Alla Fondazione Prada di Milano, all’interno della Torre, prende forma “Atlas”, un progetto espositivo che invita il pubblico a confrontarsi direttamente con le arti visive attraverso un repertorio di opere di artisti contemporanei. Più che una mostra nel senso tradizionale, “Atlas” si configura come una riflessione continua sulla storia della Fondazione e sul modo in cui lo spazio espositivo può essere interpretato e trasformato nel tempo.

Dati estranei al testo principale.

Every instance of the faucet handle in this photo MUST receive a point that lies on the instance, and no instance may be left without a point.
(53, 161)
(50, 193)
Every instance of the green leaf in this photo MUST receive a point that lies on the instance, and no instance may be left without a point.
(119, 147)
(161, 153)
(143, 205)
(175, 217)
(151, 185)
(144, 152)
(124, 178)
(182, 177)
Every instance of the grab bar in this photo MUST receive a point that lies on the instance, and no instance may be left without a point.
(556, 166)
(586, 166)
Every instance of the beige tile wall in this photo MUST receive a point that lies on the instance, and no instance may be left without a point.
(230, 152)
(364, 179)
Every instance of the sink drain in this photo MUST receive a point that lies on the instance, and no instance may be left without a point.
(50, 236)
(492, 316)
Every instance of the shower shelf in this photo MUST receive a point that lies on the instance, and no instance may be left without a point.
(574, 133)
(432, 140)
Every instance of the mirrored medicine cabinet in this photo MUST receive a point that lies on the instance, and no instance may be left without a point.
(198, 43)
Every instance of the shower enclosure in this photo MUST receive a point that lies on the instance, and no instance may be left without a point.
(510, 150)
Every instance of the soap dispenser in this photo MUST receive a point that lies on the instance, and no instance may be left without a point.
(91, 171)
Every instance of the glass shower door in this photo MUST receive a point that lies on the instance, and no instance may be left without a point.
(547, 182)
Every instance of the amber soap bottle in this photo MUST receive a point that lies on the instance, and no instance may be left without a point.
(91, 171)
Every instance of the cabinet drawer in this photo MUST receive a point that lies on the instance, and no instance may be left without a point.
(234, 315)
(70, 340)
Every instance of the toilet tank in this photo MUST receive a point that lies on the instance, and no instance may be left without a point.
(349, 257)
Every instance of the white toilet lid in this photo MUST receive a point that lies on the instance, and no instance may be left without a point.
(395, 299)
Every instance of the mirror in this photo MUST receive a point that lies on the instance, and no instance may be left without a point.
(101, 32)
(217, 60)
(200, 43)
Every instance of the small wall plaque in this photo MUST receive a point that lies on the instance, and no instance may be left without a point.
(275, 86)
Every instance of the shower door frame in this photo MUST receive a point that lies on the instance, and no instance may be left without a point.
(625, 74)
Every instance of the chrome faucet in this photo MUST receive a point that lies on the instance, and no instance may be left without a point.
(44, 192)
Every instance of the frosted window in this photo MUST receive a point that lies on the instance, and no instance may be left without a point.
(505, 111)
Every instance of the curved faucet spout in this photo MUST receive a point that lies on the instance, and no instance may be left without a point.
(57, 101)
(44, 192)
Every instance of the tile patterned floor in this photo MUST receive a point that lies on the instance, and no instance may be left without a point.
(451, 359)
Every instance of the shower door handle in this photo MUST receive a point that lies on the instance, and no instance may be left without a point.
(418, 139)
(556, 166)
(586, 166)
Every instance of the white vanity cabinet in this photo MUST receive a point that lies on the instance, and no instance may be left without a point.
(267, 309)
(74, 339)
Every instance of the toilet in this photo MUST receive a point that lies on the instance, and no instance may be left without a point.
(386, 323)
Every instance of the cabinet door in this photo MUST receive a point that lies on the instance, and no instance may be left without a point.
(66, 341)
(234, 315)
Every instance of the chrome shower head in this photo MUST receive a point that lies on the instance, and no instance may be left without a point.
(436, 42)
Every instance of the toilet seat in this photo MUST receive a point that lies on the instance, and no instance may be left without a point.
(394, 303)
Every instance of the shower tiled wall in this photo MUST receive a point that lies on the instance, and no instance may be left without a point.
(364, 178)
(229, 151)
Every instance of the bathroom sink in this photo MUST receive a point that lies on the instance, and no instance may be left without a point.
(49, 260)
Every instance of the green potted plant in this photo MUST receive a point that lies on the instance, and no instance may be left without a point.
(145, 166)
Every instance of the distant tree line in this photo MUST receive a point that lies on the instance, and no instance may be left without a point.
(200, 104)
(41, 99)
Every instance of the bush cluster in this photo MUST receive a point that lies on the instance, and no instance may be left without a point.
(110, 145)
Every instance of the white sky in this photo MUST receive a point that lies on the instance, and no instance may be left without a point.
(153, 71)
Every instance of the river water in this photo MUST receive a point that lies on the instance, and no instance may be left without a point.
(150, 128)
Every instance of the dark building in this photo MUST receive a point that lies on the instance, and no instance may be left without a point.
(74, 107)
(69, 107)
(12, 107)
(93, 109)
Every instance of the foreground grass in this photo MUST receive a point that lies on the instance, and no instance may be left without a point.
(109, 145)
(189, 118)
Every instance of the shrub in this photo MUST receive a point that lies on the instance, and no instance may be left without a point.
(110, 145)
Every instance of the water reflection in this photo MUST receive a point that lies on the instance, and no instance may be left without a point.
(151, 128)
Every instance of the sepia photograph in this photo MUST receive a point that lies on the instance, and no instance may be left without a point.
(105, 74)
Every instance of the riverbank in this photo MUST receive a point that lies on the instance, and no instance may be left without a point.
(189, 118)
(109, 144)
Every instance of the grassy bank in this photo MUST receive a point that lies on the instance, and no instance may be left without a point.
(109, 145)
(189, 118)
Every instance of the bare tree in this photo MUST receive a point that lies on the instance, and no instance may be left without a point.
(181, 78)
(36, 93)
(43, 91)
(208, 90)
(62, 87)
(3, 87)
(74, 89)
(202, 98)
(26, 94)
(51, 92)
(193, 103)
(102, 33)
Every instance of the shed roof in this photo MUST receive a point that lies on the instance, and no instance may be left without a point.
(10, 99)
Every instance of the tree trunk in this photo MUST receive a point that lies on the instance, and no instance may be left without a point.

Concepito come un progetto in costante evoluzione, “Atlas” si sviluppa un piano alla volta, modificandosi progressivamente e accogliendo nuove opere e interpretazioni. Questa natura dinamica diventa parte integrante del suo significato: un’indagine sulle modalità di programmazione di uno spazio culturale e sul concetto stesso di display permanente nel contesto contemporaneo.

A partire dal 18 settembre 2025, l’ottavo piano della Torre si rinnova con l’introduzione di due lavori che dialogano tra loro: Mouse Museum (1965–1977) di Claes Oldenburg e Mouse Museum (Van Gogh Ear) (2022) di Alex Da Corte. La presenza simultanea di queste opere offre uno spunto di riflessione sul collezionismo, sull’identità e sulla relazione tra produzione artistica e cultura consumistica, mettendo in relazione approcci differenti e generazioni distanti.

Il percorso espositivo riunisce installazioni, dipinti, arazzi e sculture, costruendo una sequenza di ambienti che alternano assoli e dialoghi tra artisti. Le opere si incontrano per assonanza o contrasto, dando vita a un racconto visivo che attraversa linguaggi e sensibilità diverse. Tra gli artisti presenti figurano Carla Accardi, Jeff Koons, Walter De Maria, Goshka Macuga, Betye Saar, Fischli/Weiss, John Baldessari e Carsten Höller.

Le opere esposte, realizzate tra il 1960 e il 2016, compongono una mappatura possibile delle idee e delle visioni che hanno contribuito a definire il percorso della Fondazione Prada dal 1993 a oggi. “Atlas” diventa così uno spazio aperto, capace di intrecciare dimensione istituzionale e ricerca artistica, lasciando spazio a interventi temporanei, progetti speciali e collaborazioni con altre istituzioni.

Più che un archivio statico, “Atlas” si presenta come un organismo in trasformazione, un dispositivo espositivo che invita a ripensare il rapporto tra opera, spazio e pubblico.